Struct KaioDevice

Source

pub struct KaioDevice { /* private fields */ }

Expand description

A KAIO GPU device — wraps a CUDA context and its default stream.

Created via KaioDevice::new with a device ordinal (0 for the first GPU). All allocation and transfer operations go through the default stream.

§Example

let device = KaioDevice::new(0)?;
let buf = device.alloc_from(&[1.0f32, 2.0, 3.0])?;
let host = buf.to_host(&device)?;

Implementations§

Source §

impl KaioDevice

Source

pub fn new(ordinal: usize) -> Result<Self>

Create a new device targeting the GPU at the given ordinal.

Ordinal 0 is the first GPU. Returns an error if no GPU exists at that ordinal or if the CUDA driver fails to initialize.

Source

pub fn info(&self) -> Result<DeviceInfo>

Query basic information about this device.

Source

pub fn ordinal(&self) -> usize

CUDA device ordinal (0-indexed) this device wraps.

Used by bridge crates (e.g. kaio-candle) to cross-check that a host-framework device and a KaioDevice refer to the same GPU.

Source

pub fn alloc_from<T: DeviceRepr>(&self, data: &[T]) -> Result<GpuBuffer<T>>

Allocate device memory and copy data from a host slice.

Source

pub fn alloc_zeros<T: DeviceRepr + ValidAsZeroBits>( &self, len: usize, ) -> Result<GpuBuffer<T>>

Allocate zero-initialized device memory.

Source

pub fn stream(&self) -> &Arc<CudaStream>

Access the underlying CUDA stream for kernel launch operations.
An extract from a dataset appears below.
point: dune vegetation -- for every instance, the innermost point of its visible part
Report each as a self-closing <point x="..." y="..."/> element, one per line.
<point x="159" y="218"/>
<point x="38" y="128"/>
Used with cudarc’s launch_builder to launch kernels. In Phase 2, the proc macro will generate typed wrappers that hide this.

Source

pub fn load_ptx(&self, ptx_text: &str) -> Result<KaioModule>

👎Deprecated since 0.2.1:

use load_module(&PtxModule) — runs PtxModule::validate() for readable SM-mismatch errors

Load a PTX module from source text and return a crate::module::KaioModule.
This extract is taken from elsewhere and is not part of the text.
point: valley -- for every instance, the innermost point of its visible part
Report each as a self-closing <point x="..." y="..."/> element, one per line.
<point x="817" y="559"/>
The PTX text is passed to the CUDA driver’s cuModuleLoadData — no NVRTC compilation occurs. The driver JIT-compiles the PTX for the current GPU.

§Deprecated — prefer `load_module`

The module path runs PtxModule::validate before the driver sees the PTX, catching SM mismatches (e.g. mma.sync on sub-Ampere targets) with readable KaioError::Validation errors instead of cryptic ptxas failures deep in the driver.

This function remains public for raw-PTX use cases (external PTX files, hand-written PTX for research, bypassing validation intentionally). It is not scheduled for removal in the 0.2.x line.

§Migration

Before:

let ptx_text: String = build_my_ptx();
let module = device.load_ptx(&ptx_text)?;

After:

use kaio_core::ir::PtxModule;
let ptx_module: PtxModule = build_my_module("sm_80");
let module = device.load_module(&ptx_module)?;

Source

pub fn load_module(&self, module: &PtxModule) -> Result<KaioModule>

Validate, emit, and load a kaio_core::ir::PtxModule on the device.

This is the preferred entrypoint when the caller has an in-memory PtxModule (as opposed to raw PTX text). Before the PTX text is handed to the driver, kaio_core::ir::PtxModule::validate checks that the module’s target SM supports every feature used by its kernels — raising KaioError::Validation if e.g. a mma.sync op is present but the target is sm_70.

Surfacing the error at this layer gives the user a readable message (“mma.sync.m16n8k16 requires sm_80+, target is sm_70”) instead of a cryptic ptxas error from deep in the driver.